Either forget the classic courses or hide the holes. Classic golf courses cannot stand up in length alone to today’s professional golfers. Bringing in the rough takes driver out of their hands, and isn’t a course supposed to provide a viable challenge to every club in the bag? Instead, identify four nearly-impossible locations on every putting surface, and cut the hole in one of them, each day. Let the fellows take swings at every par-4 green with driver, at every par-five green with driver and plus-one. Two things will happen: the frustration from waiting waiting waiting will eliminate the mentally-weak contestants, and the nigh-impossible putting will eliminate even more of them. What will happen with scoring? I don’t know. Neither did Old Tom Morris, Robert Tyre Jones, Jr., Lady Heathcoat Amory, or Mildred Didrickson, when new technology arrived on the scene. They shrugged their shoulders, stayed away from Twitter and the Tok, and went about their business.

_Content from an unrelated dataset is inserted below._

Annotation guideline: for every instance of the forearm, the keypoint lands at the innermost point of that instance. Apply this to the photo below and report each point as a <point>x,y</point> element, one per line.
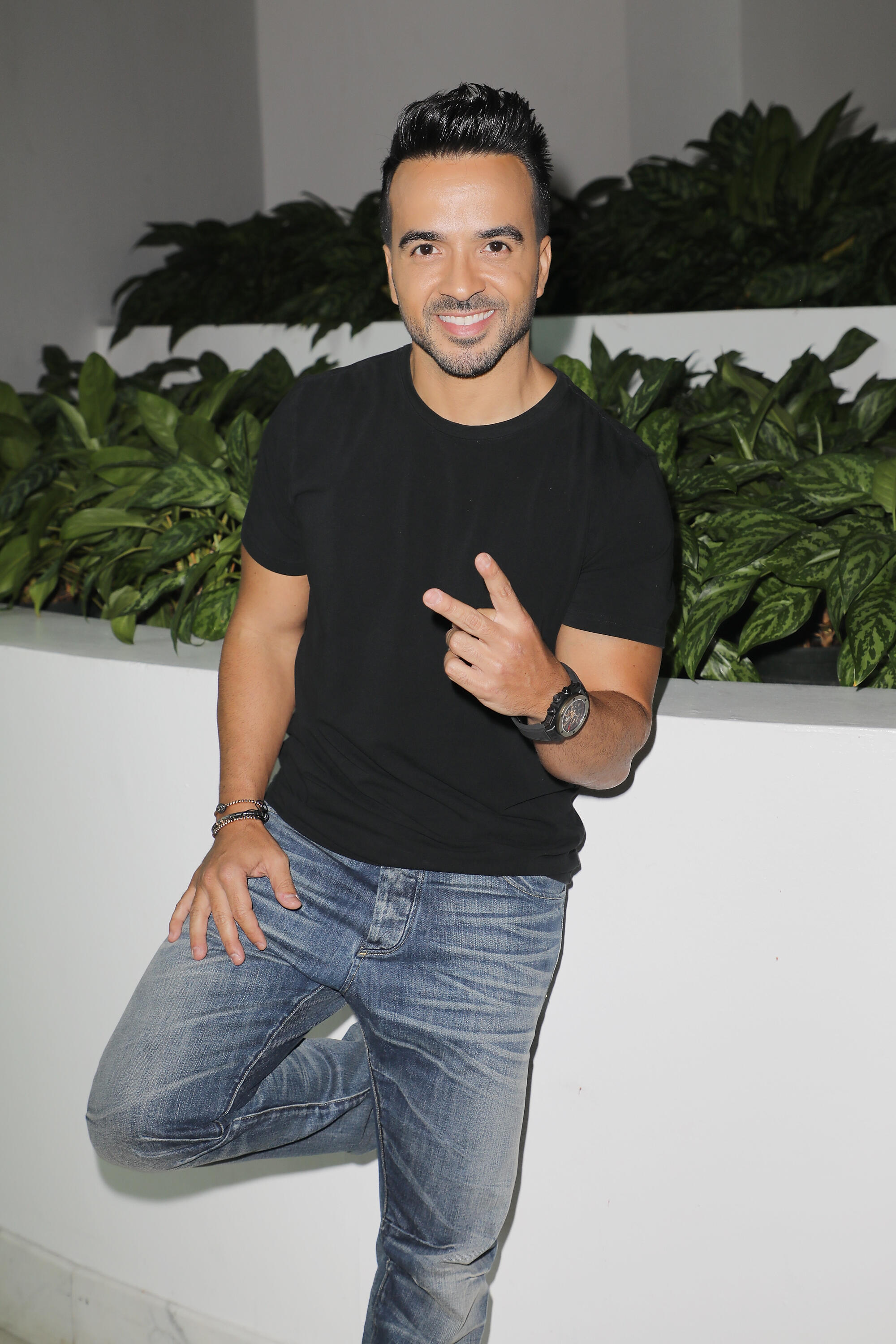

Add the tournament courses. Build courses that can reach 8,500 yards in length, and hold events on those layouts. Two examples from other sports: the NFL made extra points longer. Has it impacted game results? Maybe. The NBA kept the rim at ten feet. Has it impacted game results? Maybe. We don’t play MLB or MLS on ancient diamonds and pitches. We play their matches and games on technologically-advanced surfaces. Build/Retrofit a series of nondescript courses as tournament venues. Take the par-5 holes to 700 yards, then advance the par-4 fairways to 550 yards. Drive and pitch holes check-in at 400 yards, at least until Bryson DeChambeau and Kyle Berkshire figure a few more things out.

Note to the young guys and the old guys from this 55-year old guy: live your era, then let it go. I know things.